Il tour mondiale di Baglioni è partito il 6 marzo da Atlantic City. Dopo Londra, è proseguito in America Latina, Australia, Giappone e Cina. Un vero e proprio giro del mondo, insomma, per un artista italiano molto apprezzato anche all’estero. Poi il ritorno in Europa, con la pausa settembrina di O’Scià, il festival organizzato dallo stesso artista ogni a Lampedusa, ma anche le tappe in Austria e Spagna. Conclusione di nuovo negli States, a New York e Miami.

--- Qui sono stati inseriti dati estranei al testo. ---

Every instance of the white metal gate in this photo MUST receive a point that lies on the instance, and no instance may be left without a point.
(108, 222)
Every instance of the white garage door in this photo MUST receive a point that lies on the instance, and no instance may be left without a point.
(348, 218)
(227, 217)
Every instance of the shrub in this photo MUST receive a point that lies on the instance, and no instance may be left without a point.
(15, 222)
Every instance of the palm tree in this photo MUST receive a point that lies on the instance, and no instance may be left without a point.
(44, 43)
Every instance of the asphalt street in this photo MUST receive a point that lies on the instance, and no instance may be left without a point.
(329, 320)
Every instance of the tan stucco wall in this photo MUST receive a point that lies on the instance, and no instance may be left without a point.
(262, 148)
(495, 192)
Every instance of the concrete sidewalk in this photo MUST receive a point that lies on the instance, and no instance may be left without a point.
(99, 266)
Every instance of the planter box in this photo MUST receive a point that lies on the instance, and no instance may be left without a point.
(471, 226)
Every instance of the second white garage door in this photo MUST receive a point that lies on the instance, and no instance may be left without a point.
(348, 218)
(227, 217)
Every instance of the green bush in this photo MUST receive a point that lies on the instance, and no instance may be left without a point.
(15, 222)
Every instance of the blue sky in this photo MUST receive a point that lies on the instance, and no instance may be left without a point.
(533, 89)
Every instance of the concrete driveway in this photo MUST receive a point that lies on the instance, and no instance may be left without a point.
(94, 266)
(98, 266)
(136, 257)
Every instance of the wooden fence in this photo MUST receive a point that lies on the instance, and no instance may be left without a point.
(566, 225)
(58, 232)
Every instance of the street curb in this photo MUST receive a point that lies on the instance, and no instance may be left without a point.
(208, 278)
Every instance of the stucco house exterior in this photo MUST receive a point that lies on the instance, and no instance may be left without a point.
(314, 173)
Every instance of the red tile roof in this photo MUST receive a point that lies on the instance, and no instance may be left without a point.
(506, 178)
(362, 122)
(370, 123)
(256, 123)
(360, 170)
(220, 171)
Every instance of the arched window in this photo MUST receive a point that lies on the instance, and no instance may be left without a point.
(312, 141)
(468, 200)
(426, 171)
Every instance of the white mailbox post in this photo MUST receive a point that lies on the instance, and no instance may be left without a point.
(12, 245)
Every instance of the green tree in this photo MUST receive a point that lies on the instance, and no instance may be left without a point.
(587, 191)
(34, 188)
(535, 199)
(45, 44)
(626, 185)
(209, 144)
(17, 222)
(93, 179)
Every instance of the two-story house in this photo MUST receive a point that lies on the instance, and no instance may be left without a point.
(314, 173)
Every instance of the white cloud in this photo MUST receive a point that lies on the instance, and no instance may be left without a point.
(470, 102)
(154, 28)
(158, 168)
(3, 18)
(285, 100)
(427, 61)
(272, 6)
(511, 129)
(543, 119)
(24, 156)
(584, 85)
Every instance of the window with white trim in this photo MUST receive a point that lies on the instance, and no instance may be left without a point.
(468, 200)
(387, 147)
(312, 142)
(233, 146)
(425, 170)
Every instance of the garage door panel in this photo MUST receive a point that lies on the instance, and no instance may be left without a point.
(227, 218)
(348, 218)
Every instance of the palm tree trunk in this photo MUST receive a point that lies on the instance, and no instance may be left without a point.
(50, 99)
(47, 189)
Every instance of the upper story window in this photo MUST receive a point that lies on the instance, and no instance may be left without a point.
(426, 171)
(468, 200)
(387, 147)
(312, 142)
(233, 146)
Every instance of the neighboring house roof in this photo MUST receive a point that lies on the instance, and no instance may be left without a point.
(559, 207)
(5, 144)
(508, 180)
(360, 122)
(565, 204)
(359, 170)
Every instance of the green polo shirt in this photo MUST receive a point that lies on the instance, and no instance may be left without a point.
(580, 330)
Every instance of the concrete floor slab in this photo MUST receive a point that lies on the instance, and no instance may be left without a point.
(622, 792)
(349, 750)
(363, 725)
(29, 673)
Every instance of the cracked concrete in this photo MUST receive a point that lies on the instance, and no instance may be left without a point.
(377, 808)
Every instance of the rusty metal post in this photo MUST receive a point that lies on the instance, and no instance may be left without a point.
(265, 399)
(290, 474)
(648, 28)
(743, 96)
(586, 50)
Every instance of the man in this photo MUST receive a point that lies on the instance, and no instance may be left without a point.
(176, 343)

A Capodanno gran finale a Roma con il concerto ai Fori Imperiali, quello nel quale Venditti l’anno scorso ha fatto 150 mila presenze. Sivini vi sta già lavorando, montando un filmato richiestogli per l’occasione dal cantautore romano, che dopo i successi all’estero ovviamente non vuole sfigurare a casa sua...

«Lavoro con Baglioni ormai da diversi anni - conclude il regista triestino - e con lui è nato anche un bel rapporto di amicizia. Oltre alla stima per l’artista, gli sarò sempre grato per le esperienze professionali che ho fatto e sto facendo al suo fianco».

Negli anni, Sivini è riuscito anche a ”infilare” un po’ di Trieste in un dvd di Baglioni. Si tratta del triplo ”Crescendo e cercando”, uscito ormai sei anni fa, con tante immagini del nostro - purtroppo abbandonato - Porto Vecchio, dove il cantautore romano aveva tenuto un concerto, dal titolo ”Spazi nuovi per uomini nuovi”, nel settembre 2004. Da allora, Baglioni e Sivini hanno fatto ancora un bel tratto di strada assieme. Il Porto Vecchio, invece, aspetta sempre un destino diverso dall’abbandono.